On March 3, the IRS held an invite-only event dubbed the Virtual Currency Summit. According to Forbes, the event was held at the agency’s Washington DC headquarters. Various stakeholders from the crypto industry were invited to share their views on taxation in the sector. It consisted of four panels, each of which was 90 minutes long. Here are some of the key points from this summit.

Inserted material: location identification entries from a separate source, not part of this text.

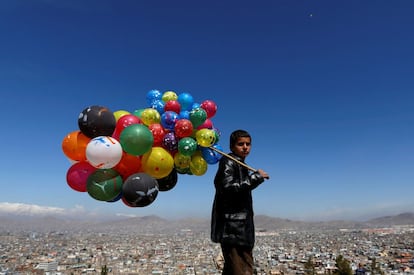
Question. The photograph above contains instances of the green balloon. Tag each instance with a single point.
(136, 139)
(198, 116)
(104, 184)
(187, 146)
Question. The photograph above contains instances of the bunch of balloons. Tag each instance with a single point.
(131, 156)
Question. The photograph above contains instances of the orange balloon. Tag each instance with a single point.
(74, 145)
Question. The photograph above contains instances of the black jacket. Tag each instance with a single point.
(232, 213)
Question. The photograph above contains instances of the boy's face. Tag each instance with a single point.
(242, 147)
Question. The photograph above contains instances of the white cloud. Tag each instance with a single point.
(29, 209)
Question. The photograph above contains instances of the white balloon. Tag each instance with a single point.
(104, 152)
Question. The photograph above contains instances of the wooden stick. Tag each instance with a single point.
(232, 158)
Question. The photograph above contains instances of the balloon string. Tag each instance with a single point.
(232, 158)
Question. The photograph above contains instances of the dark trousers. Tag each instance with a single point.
(238, 260)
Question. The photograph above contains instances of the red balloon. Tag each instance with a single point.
(123, 122)
(129, 164)
(158, 132)
(77, 175)
(183, 128)
(172, 105)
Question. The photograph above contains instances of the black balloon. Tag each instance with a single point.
(167, 183)
(139, 190)
(96, 121)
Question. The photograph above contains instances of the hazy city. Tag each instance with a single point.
(152, 245)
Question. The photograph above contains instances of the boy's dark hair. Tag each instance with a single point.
(236, 135)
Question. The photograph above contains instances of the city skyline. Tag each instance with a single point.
(325, 89)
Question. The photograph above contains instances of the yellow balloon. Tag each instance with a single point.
(119, 113)
(150, 116)
(181, 161)
(198, 165)
(169, 95)
(157, 163)
(205, 137)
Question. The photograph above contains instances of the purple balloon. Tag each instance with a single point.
(170, 142)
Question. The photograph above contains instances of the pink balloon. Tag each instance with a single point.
(77, 175)
(210, 107)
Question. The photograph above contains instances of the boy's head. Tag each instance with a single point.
(240, 143)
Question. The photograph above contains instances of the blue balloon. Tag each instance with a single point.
(152, 96)
(185, 114)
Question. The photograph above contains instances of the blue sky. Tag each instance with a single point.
(324, 87)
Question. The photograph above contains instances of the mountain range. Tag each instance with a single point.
(157, 225)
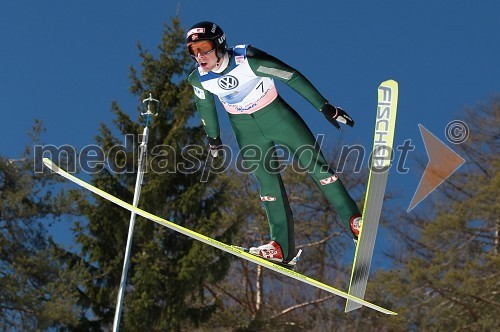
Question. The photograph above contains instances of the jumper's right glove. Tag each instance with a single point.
(335, 115)
(215, 145)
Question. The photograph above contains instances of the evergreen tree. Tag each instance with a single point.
(165, 286)
(38, 288)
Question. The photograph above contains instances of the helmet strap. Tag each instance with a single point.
(221, 66)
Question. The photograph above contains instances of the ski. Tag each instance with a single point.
(212, 242)
(379, 163)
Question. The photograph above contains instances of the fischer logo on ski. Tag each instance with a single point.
(380, 163)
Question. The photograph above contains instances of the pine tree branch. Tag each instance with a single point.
(301, 305)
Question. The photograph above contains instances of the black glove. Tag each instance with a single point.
(215, 145)
(336, 115)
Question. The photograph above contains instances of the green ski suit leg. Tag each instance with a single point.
(256, 135)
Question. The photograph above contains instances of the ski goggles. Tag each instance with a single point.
(203, 47)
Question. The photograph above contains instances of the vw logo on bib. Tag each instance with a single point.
(228, 82)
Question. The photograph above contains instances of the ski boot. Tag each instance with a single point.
(356, 223)
(272, 252)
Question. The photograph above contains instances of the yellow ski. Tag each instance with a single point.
(379, 163)
(214, 243)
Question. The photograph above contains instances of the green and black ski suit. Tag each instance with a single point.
(260, 119)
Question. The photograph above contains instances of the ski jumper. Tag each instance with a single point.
(260, 119)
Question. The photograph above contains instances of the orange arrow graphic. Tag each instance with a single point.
(443, 162)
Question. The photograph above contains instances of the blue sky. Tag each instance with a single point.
(64, 61)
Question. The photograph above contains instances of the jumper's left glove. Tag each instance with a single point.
(335, 115)
(215, 145)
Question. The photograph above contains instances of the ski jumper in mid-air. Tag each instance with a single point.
(242, 78)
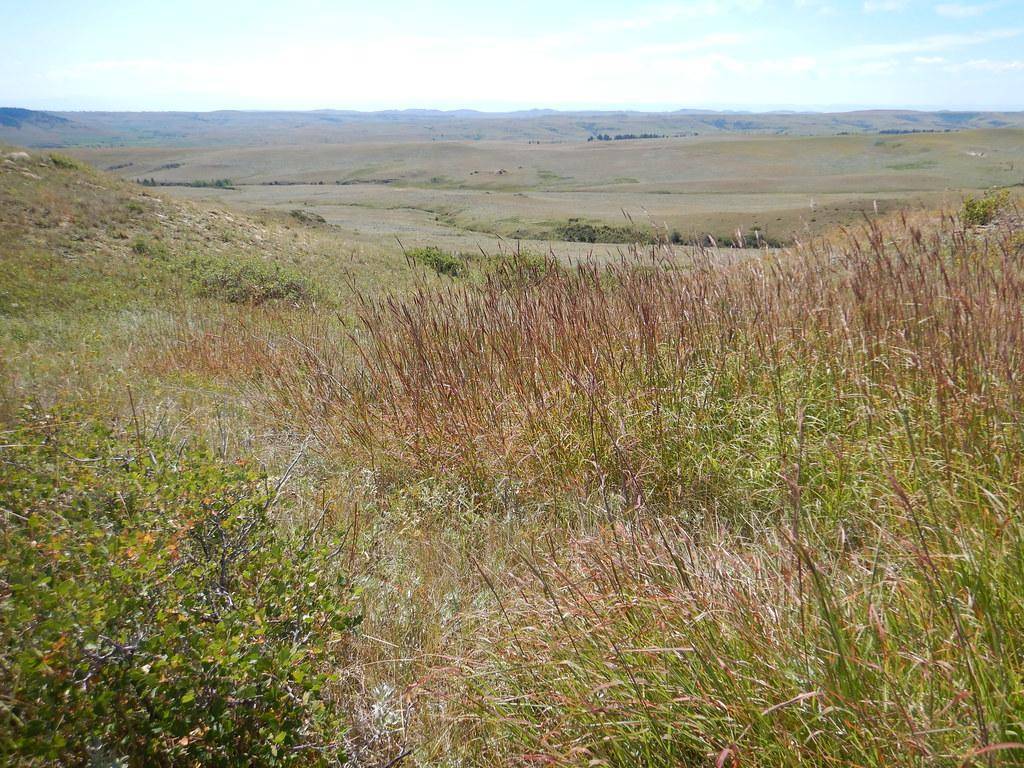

The Anonymity of Bitcoin Does Not Exist
Many in the crypto sector believe that Bitcoin offers its users anonymity. However, the IRS revealed that they were able to trace all BTC transactions. During the event, Chuck Rettig, an IRS Commissioner, talked about a recent indictment against two Chinese citizens who helped North Korea launder over $100 in stolen crypto coins. To identify the hackers, the IRS used tools such as Chainalysis to track the funds of these two people across 113 crypto wallets. According to the IRS, while they cannot tell where your fiat currency was before you had it, the can pinpoint the origin of every Bitcoin in your wallet
Classifying Crypto as Property is Not Perfect
During the event, an IRS agent discussed the updated guidance issued by the IRS. He noted that the classification of crypto as property had caused some confusion. He noted that when the guidance was issued in 2014, most cryptocurrencies were similar to BTC. However, various crypto coins have been created since then, which have unique use cases. He said that the IRS was aware of this evolution of the crypto market and the treatment of all crypto coins as property might no longer be feasible. They also talked about how other regulators were classifying crypto. For instance, they noted that the SEC considers some coins to be securities while the CFTC considers some coins to be commodities.
Crypto Taxation Software Is Not Perfect
One attendee noted that several programs for calculating crypto taxation had emerged. However, a recent study by COinDesk found that each program gave various results from the same data. As a result, users of these programs need to be careful when using them.
Creating a Central Depository for Data in the Crypto Sector
The IRS proposed the creation of a Central Depository for the crypto sector to aid with tax compliance. Exchanges would be compelled to send all their data to this depository for regulators to use when they needed it. However, representatives from Kraken and Coinbase pushed back against this idea due to concerns about data security and privacy.
Comment Letter from AICPA
Panelists discussed the comment letter sent by the American Institute of Certified Public Accountants. Specifically, they talked about crypto donations. These donations are subject to the non-cash property donation rules. If you donate any crypto over $5,000, you have to use a qualified appraiser. However, there is a lack of clarity on what constitutes a qualified appraiser in the crypto sector. The letter suggests that crypto donations should not need to be appraised since spot pricing can be confirmed by anyone with access to the internet.
This summit shows that the IRS is interested in having a better understanding of the crypto sector. In the future, this could lead to better policies by the IRS when it comes to crypto taxation. Thus far, their policies have caused a lot of uproar and confusion in the crypto sector.